To show the effects of solar radio emissions at 2.6 GHz, the angular distribution of radiomobile measures around the direction of maximum BS cell power is presented. The angular distribution (reported as H_BEAM in the graphs) is defined as the horizontal angle formed by the direction of maximum power emission of a BS cell (cell azimuth) and the direction formed by the line joining the BS cell geographical position and the geographical position of the user at the time of the UL_SINR measure.
When the H_BEAM results zero, it means that the user is perfectly aligned with the direction of the BS cell maximum power emission (typically a good situation for the signal-to-noise ratio), whereas in the other cases, the user is less aligned to the maximum BS cell power, up to the extreme case (+180° or -180°), where the user exchanges only the very limited power that the BS cell receives or emits in retropropagation.

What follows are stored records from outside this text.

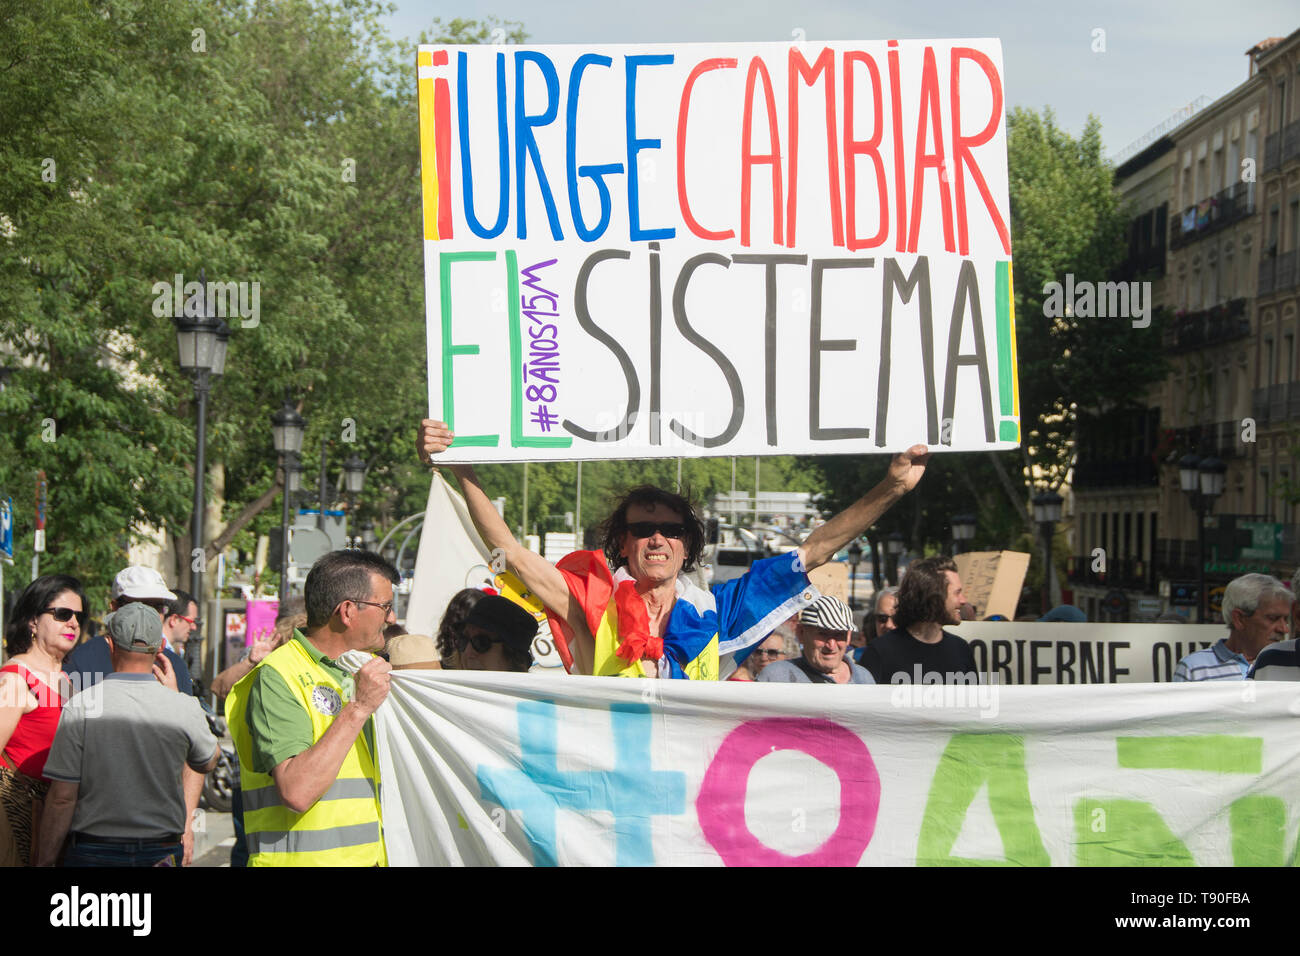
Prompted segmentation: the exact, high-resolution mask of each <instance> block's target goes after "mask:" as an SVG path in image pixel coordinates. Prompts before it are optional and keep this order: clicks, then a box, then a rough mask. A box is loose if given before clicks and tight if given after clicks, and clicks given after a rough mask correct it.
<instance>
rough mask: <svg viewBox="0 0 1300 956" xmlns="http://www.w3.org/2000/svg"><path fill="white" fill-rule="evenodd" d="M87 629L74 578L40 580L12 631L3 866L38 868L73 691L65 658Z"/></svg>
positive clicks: (51, 577)
mask: <svg viewBox="0 0 1300 956" xmlns="http://www.w3.org/2000/svg"><path fill="white" fill-rule="evenodd" d="M85 624H86V593H85V592H83V591H82V585H81V581H78V580H77V579H75V578H70V576H68V575H45V576H44V578H38V579H36V580H34V581H32V583H31V584H29V585H27V588H26V589H25V591H23V592H22V594H19V596H18V600H17V602H16V604H14V606H13V611H12V613H10V615H9V622H8V626H6V627H5V652H6V653H8V656H9V661H8V662H6V663H5V666H4V667H0V760H3V766H0V813H3V816H4V818H5V823H6V826H4V827H0V862H3V864H4V865H8V866H26V865H30V864H31V862H32V860H31V849H32V845H34V844H35V840H34V839H32V835H34V832H35V830H36V827H38V826H39V823H40V808H42V801H43V800H44V796H45V791H47V790H48V788H49V780H47V779H44V777H43V774H44V770H45V758H47V757H48V756H49V745H51V744H52V743H53V740H55V731H56V730H59V715H60V713H62V708H64V704H65V702H66V700H68V697H69V696H70V692H72V687H70V684H69V683H68V678H66V675H65V674H64V671H62V662H64V657H65V656H66V654H68V652H69V650H72V649H73V648H74V646H77V641H78V640H79V639H81V633H82V627H83V626H85Z"/></svg>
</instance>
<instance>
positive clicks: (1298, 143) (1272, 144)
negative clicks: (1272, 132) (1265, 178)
mask: <svg viewBox="0 0 1300 956" xmlns="http://www.w3.org/2000/svg"><path fill="white" fill-rule="evenodd" d="M1296 157H1300V120H1296V121H1295V122H1291V124H1287V125H1286V126H1283V127H1282V130H1279V131H1278V133H1270V134H1269V135H1268V137H1265V138H1264V172H1265V173H1270V172H1273V170H1274V169H1281V168H1282V165H1284V164H1286V163H1290V161H1291V160H1294V159H1296Z"/></svg>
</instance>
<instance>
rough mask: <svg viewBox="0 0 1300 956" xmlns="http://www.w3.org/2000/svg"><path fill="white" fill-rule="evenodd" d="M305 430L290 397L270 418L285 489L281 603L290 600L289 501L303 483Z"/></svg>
mask: <svg viewBox="0 0 1300 956" xmlns="http://www.w3.org/2000/svg"><path fill="white" fill-rule="evenodd" d="M305 431H307V419H304V418H303V416H302V415H299V414H298V410H296V408H294V405H292V402H290V401H289V395H285V403H283V405H282V406H281V407H279V411H277V412H276V414H274V415H272V416H270V434H272V442H273V444H274V446H276V454H277V455H278V457H279V467H281V470H282V471H283V472H285V488H283V493H282V494H281V497H282V498H283V507H282V509H281V522H279V591H281V600H283V598H287V597H289V499H290V498H291V497H292V496H294V493H295V492H298V488H299V485H300V484H302V466H300V464H299V463H298V455H299V453H300V451H302V450H303V433H304V432H305Z"/></svg>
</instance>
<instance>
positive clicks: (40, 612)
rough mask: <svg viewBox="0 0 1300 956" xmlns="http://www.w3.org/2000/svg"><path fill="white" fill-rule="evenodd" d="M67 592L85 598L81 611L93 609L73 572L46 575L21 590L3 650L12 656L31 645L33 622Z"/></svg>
mask: <svg viewBox="0 0 1300 956" xmlns="http://www.w3.org/2000/svg"><path fill="white" fill-rule="evenodd" d="M65 591H70V592H73V593H74V594H77V597H79V598H81V600H82V610H86V611H88V610H90V604H88V602H87V601H86V592H85V591H83V589H82V585H81V581H78V580H77V579H75V578H73V576H70V575H44V576H42V578H38V579H36V580H34V581H32V583H31V584H29V585H27V587H26V588H23V589H22V593H21V594H18V600H17V601H14V604H13V610H10V611H9V618H8V624H5V633H4V649H5V653H6V654H8V656H9V657H13V656H14V654H22V653H25V652H26V650H27V648H30V646H31V622H32V620H35V619H36V618H39V617H40V615H42V614H43V613H44V610H45V609H47V607H49V605H51V602H52V601H53V600H55V598H56V597H59V596H60V594H62V593H64V592H65Z"/></svg>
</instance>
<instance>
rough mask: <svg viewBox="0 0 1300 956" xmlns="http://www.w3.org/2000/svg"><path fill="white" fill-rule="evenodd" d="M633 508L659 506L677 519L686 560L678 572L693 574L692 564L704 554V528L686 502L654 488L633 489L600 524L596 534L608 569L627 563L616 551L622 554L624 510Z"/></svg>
mask: <svg viewBox="0 0 1300 956" xmlns="http://www.w3.org/2000/svg"><path fill="white" fill-rule="evenodd" d="M633 505H642V506H645V507H659V506H660V505H662V506H664V507H669V509H672V510H673V511H676V512H677V514H679V515H681V522H682V524H685V525H686V537H685V538H684V540H682V542H681V544H682V546H684V548H685V550H686V559H685V562H684V563H682V566H681V570H682V571H694V568H695V563H697V562H698V561H699V558H701V555H702V554H703V553H705V525H703V523H702V522H701V520H699V516H698V515H697V514H695V509H694V507H693V506H692V503H690V501H688V499H686V498H684V497H682V496H680V494H673V493H672V492H666V490H663V489H662V488H655V486H654V485H637V486H636V488H633V489H632V490H630V492H628V493H627V494H624V496H623V498H621V499H619V503H617V505H615V506H614V511H612V512H611V514H610V516H608V518H606V519H604V520H603V522H602V523H601V528H599V532H598V533H599V535H601V538H602V541H603V542H604V544H603V545H602V548H603V550H604V557H606V559H607V561H608V562H610V567H612V568H615V570H617V568H620V567H623V566H624V564H627V563H628V559H627V558H624V557H623V555H621V554H620V551H621V550H623V538H624V537H625V536H627V533H628V509H629V507H632V506H633Z"/></svg>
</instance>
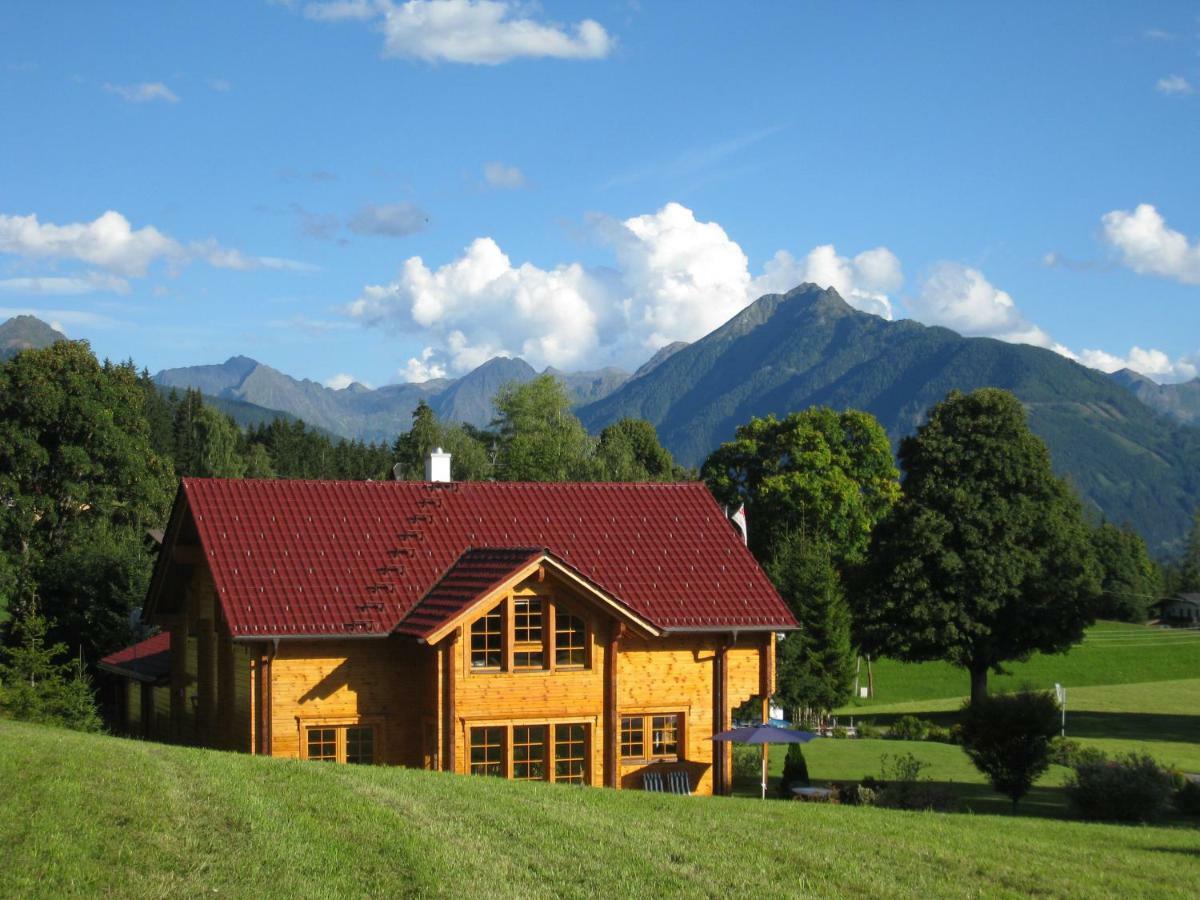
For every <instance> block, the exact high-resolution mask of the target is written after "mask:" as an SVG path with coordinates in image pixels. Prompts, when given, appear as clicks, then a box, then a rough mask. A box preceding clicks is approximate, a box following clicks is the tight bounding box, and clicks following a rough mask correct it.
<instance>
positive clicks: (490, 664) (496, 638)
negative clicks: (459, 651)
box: [470, 604, 504, 670]
mask: <svg viewBox="0 0 1200 900" xmlns="http://www.w3.org/2000/svg"><path fill="white" fill-rule="evenodd" d="M503 661H504V604H500V605H499V606H497V607H496V608H494V610H492V611H491V612H488V613H486V614H484V616H481V617H480V618H478V619H475V622H474V623H473V624H472V626H470V667H472V668H484V670H487V668H491V670H499V668H500V666H502V665H503Z"/></svg>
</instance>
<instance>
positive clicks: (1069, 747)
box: [1050, 738, 1109, 769]
mask: <svg viewBox="0 0 1200 900" xmlns="http://www.w3.org/2000/svg"><path fill="white" fill-rule="evenodd" d="M1108 758H1109V757H1108V755H1106V754H1105V752H1104V751H1103V750H1100V749H1099V748H1096V746H1086V745H1085V744H1080V743H1079V742H1078V740H1072V739H1070V738H1054V739H1051V742H1050V762H1051V763H1054V764H1055V766H1066V767H1067V768H1068V769H1073V768H1075V767H1076V766H1079V764H1080V763H1085V762H1104V761H1105V760H1108Z"/></svg>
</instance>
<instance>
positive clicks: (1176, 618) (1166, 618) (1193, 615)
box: [1157, 594, 1200, 625]
mask: <svg viewBox="0 0 1200 900" xmlns="http://www.w3.org/2000/svg"><path fill="white" fill-rule="evenodd" d="M1157 607H1158V611H1159V612H1158V614H1159V618H1160V619H1162V620H1163V622H1164V623H1166V624H1170V625H1200V594H1176V595H1175V596H1172V598H1169V599H1166V600H1160V601H1159V602H1158V604H1157Z"/></svg>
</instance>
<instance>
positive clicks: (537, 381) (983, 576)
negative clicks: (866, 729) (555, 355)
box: [0, 342, 1200, 710]
mask: <svg viewBox="0 0 1200 900" xmlns="http://www.w3.org/2000/svg"><path fill="white" fill-rule="evenodd" d="M494 407H496V409H497V416H496V419H494V421H493V422H492V424H491V426H490V427H488V428H475V427H472V426H467V425H458V424H450V422H442V421H438V419H437V416H436V415H434V413H433V410H432V409H431V408H430V407H428V406H427V404H426V403H424V402H422V403H420V404H419V406H418V407H416V409H415V410H414V412H413V416H412V421H410V422H403V424H402V422H397V432H401V426H402V425H407V427H406V428H403V431H402V432H401V433H398V436H397V438H396V439H395V442H394V443H391V444H390V445H389V444H382V443H374V444H372V443H362V442H354V440H341V439H337V438H334V437H331V436H329V434H326V433H325V432H323V431H320V430H317V428H312V427H310V426H306V425H305V424H304V422H302V421H298V420H288V419H282V418H280V419H275V420H274V421H271V422H266V424H262V425H256V426H251V427H247V428H240V427H238V425H236V424H235V422H234V421H233V420H232V419H230V418H229V416H227V415H224V414H223V413H221V412H220V410H217V409H215V408H214V407H211V406H209V404H206V403H205V402H204V398H203V396H202V395H200V394H199V392H198V391H193V390H188V391H184V392H182V394H179V392H178V391H170V392H167V394H163V392H162V391H161V389H160V388H158V386H157V385H155V384H154V382H152V380H151V379H150V377H149V373H148V372H145V371H142V372H138V371H137V368H136V366H134V365H133V364H132V362H122V364H112V362H107V361H106V362H100V361H97V360H96V358H95V356H94V355H92V353H91V350H90V348H89V347H88V344H86V343H84V342H60V343H58V344H54V346H53V347H50V348H47V349H42V350H28V352H24V353H22V354H18V355H17V356H16V358H13V359H12V360H10V361H7V362H6V364H4V365H2V366H0V643H2V646H4V647H6V648H7V650H5V660H6V661H4V662H2V664H0V665H4V666H7V667H6V668H0V707H5V708H12V701H11V700H6V697H11V696H12V695H11V689H10V688H6V686H5V685H11V684H13V683H16V682H19V680H22V676H20V673H19V672H20V671H24V670H19V671H18V670H13V668H12V667H13V666H14V665H17V662H16V661H14V660H18V659H24V660H26V662H25V664H23V665H25V667H26V668H28V667H29V665H32V664H31V662H29V660H30V659H32V658H34V656H37V654H41V656H40V659H42V664H43V665H50V661H52V660H56V661H55V662H54V665H58V666H60V668H58V670H54V672H56V676H55V677H56V678H58V679H59V680H60V682H61V680H64V679H66V680H70V679H68V678H67V671H66V670H64V668H61V666H62V665H65V664H62V662H61V659H60V656H61V655H62V652H61V650H65V652H66V653H68V654H70V655H71V656H72V658H73V659H74V660H76V661H77V662H78V664H79V665H77V666H76V676H73V677H76V678H82V677H84V674H85V671H86V668H88V667H89V666H91V665H94V664H95V661H96V660H98V659H100V658H101V656H103V655H104V654H107V653H110V652H113V650H114V649H118V648H120V647H122V646H125V644H127V643H128V642H131V641H133V640H136V638H137V637H139V636H140V626H139V623H138V622H137V619H136V611H137V610H139V607H140V605H142V601H143V599H144V595H145V590H146V587H148V582H149V577H150V569H151V565H152V560H154V553H155V546H154V542H152V541H151V540H149V539H148V536H146V535H148V533H149V532H150V530H152V529H157V528H161V527H162V526H163V523H164V521H166V516H167V512H168V509H169V505H170V502H172V497H173V496H174V492H175V488H176V482H178V478H179V476H182V475H193V476H212V478H311V479H386V478H392V476H394V473H395V474H396V475H398V476H400V478H406V479H420V478H422V476H424V464H425V457H426V456H427V454H428V452H430V451H431V450H432V449H434V448H437V446H440V448H443V449H445V450H448V451H450V452H451V454H452V455H454V476H455V478H456V479H458V480H485V479H497V480H533V481H566V480H613V481H672V480H683V479H696V478H702V479H703V480H704V481H706V484H707V485H708V487H709V488H710V490H712V492H713V494H714V496H715V497H716V499H718V500H719V502H721V503H724V504H726V505H727V506H730V508H737V506H738V505H740V504H743V503H744V504H745V506H746V510H748V518H749V546H750V550H751V552H752V553H754V554H755V557H756V558H757V559H758V560H760V563H761V564H762V565H763V568H764V570H766V571H767V574H768V575H769V577H770V578H772V580H773V582H774V583H775V586H776V587H778V588H779V590H780V594H781V595H782V596H784V599H785V600H786V601H787V602H788V605H790V606H791V608H792V610H793V612H794V613H796V617H797V619H798V620H799V623H800V625H802V628H800V630H799V631H797V632H792V634H790V635H788V636H787V637H785V638H784V640H782V641H780V643H779V667H778V670H779V697H780V698H781V700H782V701H784V703H785V706H786V707H788V708H790V709H800V708H806V709H816V710H828V709H833V708H836V707H838V706H840V704H842V703H844V702H846V700H848V695H850V689H851V684H852V680H853V666H854V659H856V655H857V654H858V653H872V654H876V655H878V654H884V655H890V656H895V658H899V659H905V660H925V659H944V660H948V661H950V662H953V664H955V665H958V666H960V667H962V668H964V670H965V672H966V673H968V676H970V684H971V689H972V694H973V695H978V694H982V692H983V691H985V690H986V677H988V673H989V672H996V671H1001V670H1002V667H1003V666H1004V665H1006V664H1008V662H1012V661H1015V660H1021V659H1026V658H1027V656H1028V655H1031V654H1032V653H1034V652H1048V653H1052V652H1061V650H1064V649H1066V648H1068V647H1069V646H1070V644H1073V643H1074V642H1078V641H1079V640H1080V638H1081V636H1082V632H1084V629H1085V628H1086V626H1087V625H1088V624H1090V623H1091V622H1092V620H1093V619H1094V618H1096V617H1098V616H1099V617H1108V618H1122V619H1127V620H1134V622H1138V620H1144V619H1145V618H1146V614H1147V607H1148V606H1150V604H1151V602H1153V601H1154V600H1157V599H1158V598H1159V596H1160V595H1162V593H1163V590H1164V588H1166V589H1171V590H1182V589H1193V590H1200V526H1198V528H1196V529H1195V530H1194V533H1193V535H1192V540H1190V542H1189V550H1188V553H1187V554H1186V557H1184V558H1183V559H1181V560H1178V562H1177V563H1175V564H1172V565H1170V566H1166V568H1165V570H1164V568H1162V566H1159V565H1158V564H1156V563H1154V562H1153V560H1152V559H1151V558H1150V556H1148V553H1147V551H1146V546H1145V542H1144V541H1142V540H1141V538H1140V536H1139V535H1136V534H1135V533H1134V532H1133V530H1132V529H1129V528H1127V527H1121V526H1117V524H1114V523H1109V522H1103V521H1100V522H1094V521H1092V518H1090V517H1088V516H1087V515H1086V514H1085V511H1084V509H1082V505H1081V503H1080V502H1079V499H1078V498H1076V496H1075V493H1074V492H1073V490H1072V488H1070V487H1069V485H1067V484H1066V482H1064V481H1063V480H1061V479H1058V478H1056V476H1055V475H1054V474H1052V472H1051V469H1050V458H1049V452H1048V451H1046V449H1045V445H1044V444H1043V443H1042V442H1040V440H1039V439H1038V438H1037V437H1036V436H1033V434H1032V432H1030V430H1028V426H1027V425H1026V422H1025V414H1024V410H1022V408H1021V406H1020V403H1019V402H1018V401H1016V400H1015V398H1014V397H1012V395H1009V394H1007V392H1004V391H998V390H990V389H984V390H979V391H974V392H973V394H970V395H961V394H956V392H953V394H950V395H949V396H948V397H947V398H946V400H944V401H943V402H942V403H940V404H937V406H936V407H935V408H934V409H931V410H930V413H929V416H928V420H926V422H925V424H924V425H923V426H922V427H920V428H918V431H917V433H916V434H913V436H911V437H908V438H906V439H905V440H902V442H901V444H900V448H899V455H898V456H895V455H894V454H893V449H892V445H890V442H889V440H888V437H887V434H886V433H884V431H883V428H882V426H880V424H878V422H877V421H876V420H875V419H874V418H872V416H871V415H869V414H866V413H863V412H857V410H847V412H834V410H832V409H826V408H811V409H808V410H803V412H798V413H792V414H790V415H787V416H785V418H782V419H776V418H774V416H767V418H764V419H752V420H751V421H749V422H746V424H744V425H743V426H740V427H739V428H738V430H737V432H736V436H734V438H733V440H731V442H728V443H726V444H722V445H721V446H720V448H718V449H716V450H715V451H714V452H713V454H712V455H710V456H709V458H708V460H707V461H706V462H704V464H703V467H702V468H701V470H700V472H698V473H697V472H694V470H688V469H684V468H682V467H679V466H678V464H676V463H674V461H673V460H672V457H671V455H670V452H668V451H667V450H665V449H664V448H662V446H661V444H660V443H659V440H658V436H656V433H655V430H654V427H653V426H652V425H650V424H649V422H646V421H641V420H629V419H628V420H623V421H619V422H616V424H613V425H611V426H608V427H607V428H605V430H604V431H602V432H601V433H600V434H599V436H595V437H593V436H590V434H588V432H587V431H586V430H584V427H583V426H582V424H581V422H580V420H578V419H577V418H576V416H575V415H574V414H572V412H571V406H570V401H569V398H568V395H566V392H565V390H564V388H563V385H562V383H559V382H558V380H557V379H556V378H553V377H552V376H541V377H539V378H536V379H534V380H533V382H529V383H526V384H510V385H506V386H504V388H503V389H502V390H500V391H499V392H498V395H497V396H496V398H494ZM898 461H899V467H898V464H896V463H898ZM901 472H902V476H901ZM14 648H24V650H22V652H23V653H24V656H19V654H18V655H17V656H14V655H13V653H14V652H16V650H14ZM52 650H54V653H52ZM26 674H28V672H26ZM26 680H28V679H26ZM52 680H53V679H52ZM26 700H28V698H26ZM23 702H25V701H23ZM56 702H59V703H60V706H62V701H61V698H60V701H56ZM67 707H70V703H68V704H67Z"/></svg>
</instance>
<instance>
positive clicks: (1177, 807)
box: [1174, 778, 1200, 816]
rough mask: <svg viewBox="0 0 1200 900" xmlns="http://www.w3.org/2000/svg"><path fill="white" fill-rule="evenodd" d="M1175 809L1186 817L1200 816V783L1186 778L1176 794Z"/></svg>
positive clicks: (1175, 792) (1175, 797) (1175, 800)
mask: <svg viewBox="0 0 1200 900" xmlns="http://www.w3.org/2000/svg"><path fill="white" fill-rule="evenodd" d="M1174 800H1175V809H1177V810H1178V811H1180V812H1182V814H1183V815H1184V816H1200V781H1193V780H1192V779H1188V778H1184V780H1183V784H1182V785H1181V786H1180V788H1178V790H1177V791H1176V792H1175V797H1174Z"/></svg>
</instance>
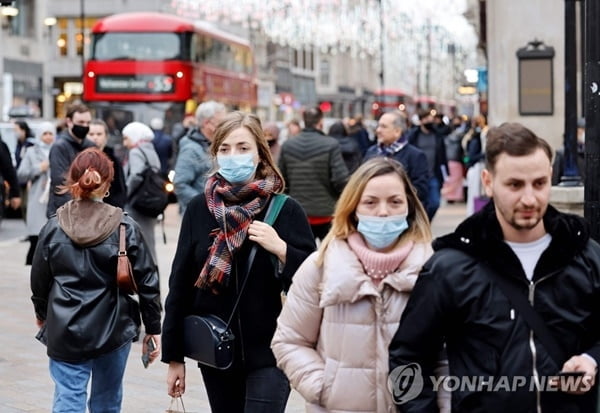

The distortion of the H_BEAM angular distribution during the flare day (3rd of July 2021) afternoon is presented in Figure 6 (BS cells Sun oriented, in red) and in Figure 7 (BS cells not Sun oriented, in gray). To have an appropriate angular distribution benchmark during a day of quiet Sun, the same BS cells and the same angular distributions are calculated for the day before the 2nd of July 2021, again presenting results in red for Sun-oriented BS cells (see Figure 8) and in gray for non-Sun-oriented BS cells (see Figure 9).
It is not a surprise that, on both consecutive days, the H_BEAM distribution sees users concentrated almost around the maximum cell power direction (e.g., H_BEAM within +/- 30°), with queues sharply decreasing approaching the retropropagation cases (typically a bad situation for the signal-to-noise ratio).